Cynics call provincial and federal support an arm of the supposed “welfare state.” What cynics do not understand is that many essential services, in which every citizen partakes, come from the same essential funding source.
These services in general include financial, educational, medical, infrastructure, and social program support.
These services ensure the smooth and ongoing operation of each province, city, agency, and essential benefit to which each Canadian citizen is entitled.
The list below is an explanation of these federal support sources, the general amounts of funding per Canadian province, and exactly how these funds are divided, disseminated, and applied.
- In the 2016-2017 fiscal year, $70.9 billion will be allocated to the provinces and territories by the Canadian federal government. Is it an increase of nearly 75% from the 2007-2008 fiscal year numbers ($47.1 billion).
- These funds apply to all provinces, territories, and other possessions of the nation of Canada. Foreign territories under protection of the Canadian Parliament are also included, though funding to them is very limited.
- The among of funding depends upon several factors. The primary part of the funding rubric is a combination of overall population of the province or territory and the population density. This rubric ensures the proper amount of funding is available to large urban centers that are heavily populated as well as rural areas where population is sparse but need is still high.
- There are four major types of funding, each of which are called transfer programs. These are called the Canadian Health Transfer (CHT), the Canadian Social Transfer (CST), and the Equalization and Territorial Formula Financing (TFF).
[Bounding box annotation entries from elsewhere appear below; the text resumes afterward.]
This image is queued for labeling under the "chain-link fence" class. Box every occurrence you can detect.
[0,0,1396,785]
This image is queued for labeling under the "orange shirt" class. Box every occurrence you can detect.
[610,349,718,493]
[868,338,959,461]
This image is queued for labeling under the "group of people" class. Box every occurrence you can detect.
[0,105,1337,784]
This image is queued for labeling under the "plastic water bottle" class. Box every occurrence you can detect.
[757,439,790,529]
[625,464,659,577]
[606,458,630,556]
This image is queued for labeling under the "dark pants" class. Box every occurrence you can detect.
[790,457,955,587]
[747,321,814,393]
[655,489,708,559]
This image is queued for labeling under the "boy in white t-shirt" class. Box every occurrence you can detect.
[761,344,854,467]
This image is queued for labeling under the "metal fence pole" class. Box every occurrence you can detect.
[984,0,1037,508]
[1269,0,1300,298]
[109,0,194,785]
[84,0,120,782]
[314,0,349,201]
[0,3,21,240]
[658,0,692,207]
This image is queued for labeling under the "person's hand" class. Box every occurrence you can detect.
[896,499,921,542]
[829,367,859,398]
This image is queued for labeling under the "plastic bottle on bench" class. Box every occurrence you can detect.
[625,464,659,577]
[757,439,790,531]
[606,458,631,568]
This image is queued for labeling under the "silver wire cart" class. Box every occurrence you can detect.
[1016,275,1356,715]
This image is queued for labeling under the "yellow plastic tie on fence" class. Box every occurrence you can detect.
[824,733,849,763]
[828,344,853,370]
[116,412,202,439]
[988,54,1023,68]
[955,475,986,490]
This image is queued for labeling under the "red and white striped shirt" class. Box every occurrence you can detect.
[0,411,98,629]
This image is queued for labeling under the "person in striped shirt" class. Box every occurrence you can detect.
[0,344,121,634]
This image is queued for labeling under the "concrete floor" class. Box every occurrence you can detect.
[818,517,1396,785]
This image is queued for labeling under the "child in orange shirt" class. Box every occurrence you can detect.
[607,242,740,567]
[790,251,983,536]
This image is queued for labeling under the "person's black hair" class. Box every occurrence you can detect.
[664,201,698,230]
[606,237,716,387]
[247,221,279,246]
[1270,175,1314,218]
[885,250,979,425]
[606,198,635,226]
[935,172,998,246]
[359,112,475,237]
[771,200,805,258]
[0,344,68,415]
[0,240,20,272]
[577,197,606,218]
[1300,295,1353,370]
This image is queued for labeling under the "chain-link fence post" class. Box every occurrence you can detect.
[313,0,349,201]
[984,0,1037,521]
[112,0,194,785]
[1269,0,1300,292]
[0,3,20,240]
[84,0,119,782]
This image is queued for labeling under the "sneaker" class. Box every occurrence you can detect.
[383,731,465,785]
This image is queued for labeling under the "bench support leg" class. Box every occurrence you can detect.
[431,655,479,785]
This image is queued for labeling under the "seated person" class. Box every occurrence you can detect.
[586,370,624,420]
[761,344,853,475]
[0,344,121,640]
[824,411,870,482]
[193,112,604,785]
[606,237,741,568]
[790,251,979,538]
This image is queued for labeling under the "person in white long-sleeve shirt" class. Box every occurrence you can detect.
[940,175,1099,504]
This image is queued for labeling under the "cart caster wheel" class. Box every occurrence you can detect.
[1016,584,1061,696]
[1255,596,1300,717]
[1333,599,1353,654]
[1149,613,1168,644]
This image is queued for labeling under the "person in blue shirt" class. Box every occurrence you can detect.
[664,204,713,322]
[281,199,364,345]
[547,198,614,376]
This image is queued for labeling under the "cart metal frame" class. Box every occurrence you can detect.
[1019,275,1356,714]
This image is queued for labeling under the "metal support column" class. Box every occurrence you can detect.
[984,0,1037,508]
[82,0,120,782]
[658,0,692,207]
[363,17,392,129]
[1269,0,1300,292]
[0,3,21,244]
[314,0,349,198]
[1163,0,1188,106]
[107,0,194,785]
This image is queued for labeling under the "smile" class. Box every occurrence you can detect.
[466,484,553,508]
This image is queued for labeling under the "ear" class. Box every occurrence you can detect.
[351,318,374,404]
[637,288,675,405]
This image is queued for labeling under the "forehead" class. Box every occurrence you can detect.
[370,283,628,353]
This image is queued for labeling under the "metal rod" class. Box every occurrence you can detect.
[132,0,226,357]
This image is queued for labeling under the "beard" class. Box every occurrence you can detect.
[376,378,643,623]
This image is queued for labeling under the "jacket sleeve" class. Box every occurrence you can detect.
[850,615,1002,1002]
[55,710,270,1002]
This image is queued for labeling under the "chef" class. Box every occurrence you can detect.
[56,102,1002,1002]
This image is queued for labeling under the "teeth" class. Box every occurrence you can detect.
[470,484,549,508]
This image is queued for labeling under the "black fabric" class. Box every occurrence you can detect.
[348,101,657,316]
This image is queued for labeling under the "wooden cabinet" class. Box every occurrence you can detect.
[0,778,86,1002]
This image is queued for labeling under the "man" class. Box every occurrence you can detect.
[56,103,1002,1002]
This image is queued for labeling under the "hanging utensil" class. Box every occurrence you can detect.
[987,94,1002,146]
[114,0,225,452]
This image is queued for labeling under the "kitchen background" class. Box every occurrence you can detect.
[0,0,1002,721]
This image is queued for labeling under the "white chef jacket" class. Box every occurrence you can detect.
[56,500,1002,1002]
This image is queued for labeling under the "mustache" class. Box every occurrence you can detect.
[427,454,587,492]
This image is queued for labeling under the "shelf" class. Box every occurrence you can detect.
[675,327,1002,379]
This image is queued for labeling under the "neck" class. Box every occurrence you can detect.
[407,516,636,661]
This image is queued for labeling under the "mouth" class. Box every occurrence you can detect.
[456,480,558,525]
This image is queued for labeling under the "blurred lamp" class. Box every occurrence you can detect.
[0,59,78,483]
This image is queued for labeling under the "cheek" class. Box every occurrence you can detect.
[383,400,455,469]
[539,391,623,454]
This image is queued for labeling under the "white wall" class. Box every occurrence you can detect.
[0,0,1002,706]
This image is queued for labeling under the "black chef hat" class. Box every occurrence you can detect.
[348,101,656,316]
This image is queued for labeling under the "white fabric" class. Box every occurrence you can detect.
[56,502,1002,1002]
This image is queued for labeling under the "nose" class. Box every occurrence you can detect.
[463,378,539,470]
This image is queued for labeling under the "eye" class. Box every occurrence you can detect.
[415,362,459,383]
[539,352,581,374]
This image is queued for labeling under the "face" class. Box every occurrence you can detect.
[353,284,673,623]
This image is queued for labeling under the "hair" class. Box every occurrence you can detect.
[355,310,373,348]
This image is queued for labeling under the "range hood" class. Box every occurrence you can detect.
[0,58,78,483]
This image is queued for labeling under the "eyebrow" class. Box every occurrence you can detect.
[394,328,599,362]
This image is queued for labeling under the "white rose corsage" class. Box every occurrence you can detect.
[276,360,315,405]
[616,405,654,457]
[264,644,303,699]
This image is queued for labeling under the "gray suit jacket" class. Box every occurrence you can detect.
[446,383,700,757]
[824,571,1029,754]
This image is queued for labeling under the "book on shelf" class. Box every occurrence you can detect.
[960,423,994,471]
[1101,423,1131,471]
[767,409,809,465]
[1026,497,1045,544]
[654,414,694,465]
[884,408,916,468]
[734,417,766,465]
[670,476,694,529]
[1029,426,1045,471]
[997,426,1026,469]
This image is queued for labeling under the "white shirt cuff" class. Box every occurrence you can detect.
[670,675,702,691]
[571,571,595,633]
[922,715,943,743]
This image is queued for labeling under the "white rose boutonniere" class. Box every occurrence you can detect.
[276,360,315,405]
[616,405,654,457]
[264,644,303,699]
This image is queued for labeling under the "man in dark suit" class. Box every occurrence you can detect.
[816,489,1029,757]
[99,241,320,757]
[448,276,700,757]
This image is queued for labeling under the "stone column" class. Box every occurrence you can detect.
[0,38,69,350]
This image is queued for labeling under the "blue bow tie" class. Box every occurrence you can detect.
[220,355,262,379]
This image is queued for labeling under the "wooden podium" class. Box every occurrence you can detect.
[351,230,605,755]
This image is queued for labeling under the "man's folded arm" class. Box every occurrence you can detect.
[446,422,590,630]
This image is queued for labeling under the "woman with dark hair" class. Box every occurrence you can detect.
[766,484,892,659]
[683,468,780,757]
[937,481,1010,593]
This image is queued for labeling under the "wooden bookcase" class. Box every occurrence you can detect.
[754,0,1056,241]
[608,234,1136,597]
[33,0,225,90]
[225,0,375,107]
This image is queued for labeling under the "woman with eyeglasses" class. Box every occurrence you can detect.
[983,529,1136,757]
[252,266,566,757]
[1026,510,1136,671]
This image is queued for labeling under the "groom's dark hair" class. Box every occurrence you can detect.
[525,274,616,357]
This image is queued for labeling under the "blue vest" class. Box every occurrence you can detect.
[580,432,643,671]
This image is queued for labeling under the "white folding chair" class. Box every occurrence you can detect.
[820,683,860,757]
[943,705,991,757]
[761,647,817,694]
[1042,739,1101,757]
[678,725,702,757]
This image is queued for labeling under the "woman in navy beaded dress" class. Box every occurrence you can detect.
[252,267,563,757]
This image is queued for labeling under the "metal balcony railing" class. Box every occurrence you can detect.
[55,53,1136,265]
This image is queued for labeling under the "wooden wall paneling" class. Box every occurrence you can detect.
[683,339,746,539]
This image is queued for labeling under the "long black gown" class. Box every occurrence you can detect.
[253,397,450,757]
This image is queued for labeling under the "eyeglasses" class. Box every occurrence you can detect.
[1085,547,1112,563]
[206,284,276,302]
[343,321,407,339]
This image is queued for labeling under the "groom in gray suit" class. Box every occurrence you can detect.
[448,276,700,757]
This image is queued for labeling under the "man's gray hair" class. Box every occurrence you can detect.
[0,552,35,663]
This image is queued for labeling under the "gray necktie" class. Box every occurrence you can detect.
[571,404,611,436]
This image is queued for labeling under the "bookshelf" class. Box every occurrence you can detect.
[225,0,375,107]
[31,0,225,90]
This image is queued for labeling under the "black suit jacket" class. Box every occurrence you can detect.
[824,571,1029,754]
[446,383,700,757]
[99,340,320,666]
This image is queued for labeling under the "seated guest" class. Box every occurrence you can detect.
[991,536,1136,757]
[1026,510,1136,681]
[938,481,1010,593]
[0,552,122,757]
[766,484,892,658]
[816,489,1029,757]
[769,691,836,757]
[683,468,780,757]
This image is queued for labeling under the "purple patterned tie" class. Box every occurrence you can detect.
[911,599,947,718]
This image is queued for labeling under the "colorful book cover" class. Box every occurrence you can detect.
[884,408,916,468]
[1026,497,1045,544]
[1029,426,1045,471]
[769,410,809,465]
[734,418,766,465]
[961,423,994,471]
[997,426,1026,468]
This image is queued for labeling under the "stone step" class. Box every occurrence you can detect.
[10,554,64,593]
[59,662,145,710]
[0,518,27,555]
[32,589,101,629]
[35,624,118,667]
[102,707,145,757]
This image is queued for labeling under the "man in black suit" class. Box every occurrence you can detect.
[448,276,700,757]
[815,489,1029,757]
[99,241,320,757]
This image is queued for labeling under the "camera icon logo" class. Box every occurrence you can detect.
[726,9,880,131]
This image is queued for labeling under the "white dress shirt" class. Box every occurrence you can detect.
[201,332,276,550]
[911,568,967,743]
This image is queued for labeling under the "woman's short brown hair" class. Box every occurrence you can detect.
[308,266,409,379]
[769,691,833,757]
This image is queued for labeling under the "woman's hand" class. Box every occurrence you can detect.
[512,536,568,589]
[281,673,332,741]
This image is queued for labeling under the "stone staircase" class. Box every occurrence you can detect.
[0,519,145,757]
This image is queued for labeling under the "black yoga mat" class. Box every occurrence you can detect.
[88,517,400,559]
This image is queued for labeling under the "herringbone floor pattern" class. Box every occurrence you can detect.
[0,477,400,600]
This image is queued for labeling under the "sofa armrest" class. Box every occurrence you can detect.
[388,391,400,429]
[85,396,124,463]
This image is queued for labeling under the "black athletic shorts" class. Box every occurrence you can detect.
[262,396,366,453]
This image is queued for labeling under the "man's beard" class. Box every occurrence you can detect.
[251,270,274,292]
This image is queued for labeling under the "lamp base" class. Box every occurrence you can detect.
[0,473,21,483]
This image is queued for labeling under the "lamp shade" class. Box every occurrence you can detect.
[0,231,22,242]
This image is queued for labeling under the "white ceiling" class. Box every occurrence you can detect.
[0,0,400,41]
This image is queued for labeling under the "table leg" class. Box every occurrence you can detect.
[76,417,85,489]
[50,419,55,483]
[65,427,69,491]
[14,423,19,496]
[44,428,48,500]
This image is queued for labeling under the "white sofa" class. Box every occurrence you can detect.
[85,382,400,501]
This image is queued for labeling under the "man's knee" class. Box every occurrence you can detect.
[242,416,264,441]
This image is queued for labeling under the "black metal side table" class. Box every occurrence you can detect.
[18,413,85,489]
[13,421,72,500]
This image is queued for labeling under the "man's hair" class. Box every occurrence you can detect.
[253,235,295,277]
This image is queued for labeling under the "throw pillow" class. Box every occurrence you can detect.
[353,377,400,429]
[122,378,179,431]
Each of these transfers fulfill different financial needs, though some overlap in their duties.
- The Canadian Health Transfer is primarily employed to finance Canada’s public health care system, which ensures each citizen receives general practitioner care, medication, surgery, and specialist care.
- The Canadian Social Transfer helps to fund social assistance and social service programs, early childhood development and education, childcare services, and subsidization for post-secondary education (such as college, university, professional school, and trade school).
- Equalization and Territorial Formula Financing is an unconditional transfer of money designed to bring provinces and territories will less gross product and revenue to the level of more successful regions of Canada. TFF is deigned to bring poorer areas up to the same standard of living, social service, and prosperity as other areas of the nation, while keeping the level of taxation on this citizens comparable.
Each of these support programs are evaluated each fiscal year, and analyses are performed over 5- and 10-year periods to ensure their efficacy. Their goal is to bring a fair and equal level of prosperity to all Canadian citizens.